Open markeasting opened 1 year ago

markeasting commented 1 year ago

https://gamedev.stackexchange.com/questions/25280/in-very-simple-3d-racing-games-how-are-collisions-handled

In each of those games, we actually had polygons creating an invisible "wall" along the sides of the track, and did traditional collision testing against those walls. This meant that we could have some additional collidable hazards at the side of the road, inside of the invisible walls, and also let us vary the road width faster than you normally can with a spline approach.

But with that said, we also did what you list in the how I think collision would work section in order to guard against collision tunnelling/glitches, and this system was also heavily used for racing AI logic. We also used it for determining which cars were in the lead, so that we could display a "1st/2nd/3rd/etc" indicator on the HUD. Sometimes this data was also used for respawning a car after a major crash.

One piece you missed in how I think collision would work is that when you're working with splines like this, you'll normally give the splines ribs. Ribs are bits of data expressing how far the track extends sideways in each direction from the spline. So for a spline that's 100 meters long, you might have 50 ribs, giving the track width every two meters along its length. This allows your track to change widths along its extent. In the games I've worked on, these ribs have also distinguished between "track surface" and "drivable area". So you'd have one set of road widths telling how far from the middle of the spline you have nice tarmac, and then another width saying how far the sand/grass/whatever goes outside of that. That let us have players able to drive a reasonable distance off the track, but still have AI know where the real road surface was.

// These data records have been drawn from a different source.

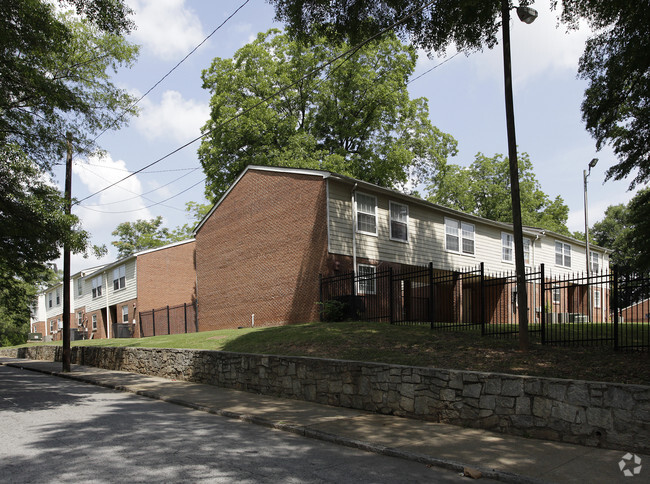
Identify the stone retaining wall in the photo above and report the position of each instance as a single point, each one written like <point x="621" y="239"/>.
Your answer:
<point x="590" y="413"/>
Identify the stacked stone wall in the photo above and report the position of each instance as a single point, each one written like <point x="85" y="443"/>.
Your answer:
<point x="590" y="413"/>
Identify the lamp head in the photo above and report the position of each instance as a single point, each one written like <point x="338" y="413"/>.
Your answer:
<point x="527" y="14"/>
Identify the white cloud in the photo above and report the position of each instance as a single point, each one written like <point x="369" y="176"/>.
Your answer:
<point x="166" y="28"/>
<point x="174" y="118"/>
<point x="111" y="207"/>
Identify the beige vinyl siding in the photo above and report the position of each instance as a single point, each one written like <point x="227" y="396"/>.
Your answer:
<point x="426" y="235"/>
<point x="114" y="297"/>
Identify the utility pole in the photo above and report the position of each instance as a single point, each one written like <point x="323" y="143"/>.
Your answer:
<point x="66" y="260"/>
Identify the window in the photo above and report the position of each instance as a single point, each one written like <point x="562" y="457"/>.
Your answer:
<point x="366" y="213"/>
<point x="508" y="248"/>
<point x="459" y="236"/>
<point x="367" y="279"/>
<point x="562" y="254"/>
<point x="556" y="295"/>
<point x="595" y="262"/>
<point x="507" y="245"/>
<point x="97" y="286"/>
<point x="119" y="278"/>
<point x="527" y="251"/>
<point x="467" y="232"/>
<point x="399" y="218"/>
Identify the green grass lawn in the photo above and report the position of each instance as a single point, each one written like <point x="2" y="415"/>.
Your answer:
<point x="411" y="345"/>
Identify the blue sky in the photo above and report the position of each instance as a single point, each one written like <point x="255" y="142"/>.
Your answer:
<point x="465" y="99"/>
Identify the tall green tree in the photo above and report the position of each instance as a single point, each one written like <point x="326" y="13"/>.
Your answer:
<point x="615" y="63"/>
<point x="55" y="73"/>
<point x="626" y="230"/>
<point x="353" y="117"/>
<point x="483" y="189"/>
<point x="141" y="235"/>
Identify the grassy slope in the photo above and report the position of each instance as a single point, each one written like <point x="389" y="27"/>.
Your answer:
<point x="410" y="345"/>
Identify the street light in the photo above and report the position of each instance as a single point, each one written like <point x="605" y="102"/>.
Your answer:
<point x="526" y="15"/>
<point x="585" y="174"/>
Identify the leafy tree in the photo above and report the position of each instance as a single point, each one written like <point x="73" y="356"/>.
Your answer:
<point x="483" y="189"/>
<point x="626" y="229"/>
<point x="33" y="229"/>
<point x="140" y="235"/>
<point x="148" y="234"/>
<point x="615" y="63"/>
<point x="354" y="117"/>
<point x="55" y="75"/>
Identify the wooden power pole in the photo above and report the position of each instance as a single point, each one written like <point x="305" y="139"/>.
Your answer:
<point x="66" y="261"/>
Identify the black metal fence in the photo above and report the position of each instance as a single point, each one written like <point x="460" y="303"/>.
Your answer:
<point x="169" y="320"/>
<point x="577" y="309"/>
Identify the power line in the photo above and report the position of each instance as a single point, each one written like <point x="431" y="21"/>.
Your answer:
<point x="171" y="70"/>
<point x="266" y="99"/>
<point x="149" y="206"/>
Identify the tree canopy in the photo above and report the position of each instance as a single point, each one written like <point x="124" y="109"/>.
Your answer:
<point x="483" y="189"/>
<point x="55" y="75"/>
<point x="615" y="63"/>
<point x="626" y="229"/>
<point x="353" y="117"/>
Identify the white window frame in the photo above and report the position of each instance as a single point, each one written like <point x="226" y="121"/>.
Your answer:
<point x="562" y="251"/>
<point x="594" y="261"/>
<point x="556" y="295"/>
<point x="461" y="232"/>
<point x="397" y="220"/>
<point x="507" y="247"/>
<point x="97" y="283"/>
<point x="369" y="285"/>
<point x="372" y="214"/>
<point x="119" y="277"/>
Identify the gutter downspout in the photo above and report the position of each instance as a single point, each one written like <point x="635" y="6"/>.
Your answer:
<point x="108" y="312"/>
<point x="354" y="229"/>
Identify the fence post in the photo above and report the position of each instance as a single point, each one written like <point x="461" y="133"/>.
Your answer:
<point x="543" y="302"/>
<point x="615" y="306"/>
<point x="354" y="294"/>
<point x="196" y="315"/>
<point x="431" y="294"/>
<point x="320" y="297"/>
<point x="482" y="303"/>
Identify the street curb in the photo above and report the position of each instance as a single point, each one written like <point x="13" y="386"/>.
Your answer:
<point x="298" y="430"/>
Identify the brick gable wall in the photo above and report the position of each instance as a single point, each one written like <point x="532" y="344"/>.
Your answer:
<point x="261" y="251"/>
<point x="166" y="278"/>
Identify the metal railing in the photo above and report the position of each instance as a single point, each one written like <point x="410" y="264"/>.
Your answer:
<point x="603" y="309"/>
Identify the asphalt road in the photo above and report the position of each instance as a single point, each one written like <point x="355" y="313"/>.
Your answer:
<point x="54" y="429"/>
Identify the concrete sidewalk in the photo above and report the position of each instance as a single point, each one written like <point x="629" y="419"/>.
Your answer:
<point x="498" y="456"/>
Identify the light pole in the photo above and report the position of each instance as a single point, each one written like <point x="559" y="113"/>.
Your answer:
<point x="526" y="15"/>
<point x="585" y="174"/>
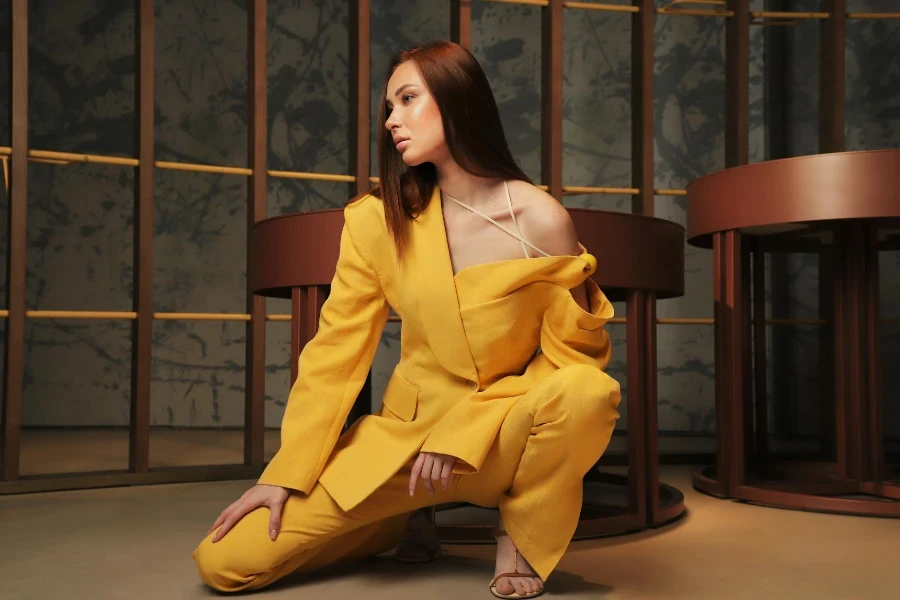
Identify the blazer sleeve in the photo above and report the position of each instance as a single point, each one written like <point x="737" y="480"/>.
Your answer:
<point x="571" y="335"/>
<point x="332" y="369"/>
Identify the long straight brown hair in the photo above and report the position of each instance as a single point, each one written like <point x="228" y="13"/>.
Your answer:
<point x="472" y="129"/>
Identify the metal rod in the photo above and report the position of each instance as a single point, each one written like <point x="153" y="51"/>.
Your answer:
<point x="551" y="98"/>
<point x="257" y="192"/>
<point x="642" y="109"/>
<point x="142" y="294"/>
<point x="13" y="371"/>
<point x="461" y="22"/>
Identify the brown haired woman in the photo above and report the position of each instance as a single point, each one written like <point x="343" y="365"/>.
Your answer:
<point x="499" y="398"/>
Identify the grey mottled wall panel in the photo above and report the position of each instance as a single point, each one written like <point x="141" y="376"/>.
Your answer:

Many games I've worked on have also stored other data in the ribs; one game baked track lighting information into the ribs, for easily calculating whether or not an area was in shadow (which was then used for car rendering, deciding whether or not to draw a lens flare, and other effects). Another baked in information about which cinematic camera placements could see that part of the spline, so we didn't have to do line-of-sight calculations during replays. Still another included information about how many lanes were on the spline, which direction they went, and the horizontal displacement where each lane was located. This allowed us to include traffic cars which could correctly drive within road lanes. Ribs are fantastic for storing any sort of varying data you might need about your road surface.

Ribs are typically stored in an array that's associated with the spline. For speed reasons, a normal implementation will have evenly spaced ribs, so once you know an object's distance along the spline, you can calculate the nearest rib index in the array by dividing the distance along the spline by the distance between ribs. Otherwise you're stuck doing binary searches through your rib array to find the correct road width data.

Your culling description gives a good basic description of how the spline approach can be used, but it's actually a bit more complicated than you suggest -- if you use splines for culling in this way, long hairpin turns often won't draw the opposite side of the turn, since when measured by the distance along the track, the opposite side of the turn can be very far away, even if it's only a few meters away when measured as the crow flies. Additionally, the distances at which world geometry can be seen is typically different than that at which track mesh can be seen, so those don't really fit into this system either. My experience is that in most cases, it's better not to rely on track-following logic for determining whether a model should be drawn; it's much more reliable and causes fewer glitches to use standard camera frustum testing for that.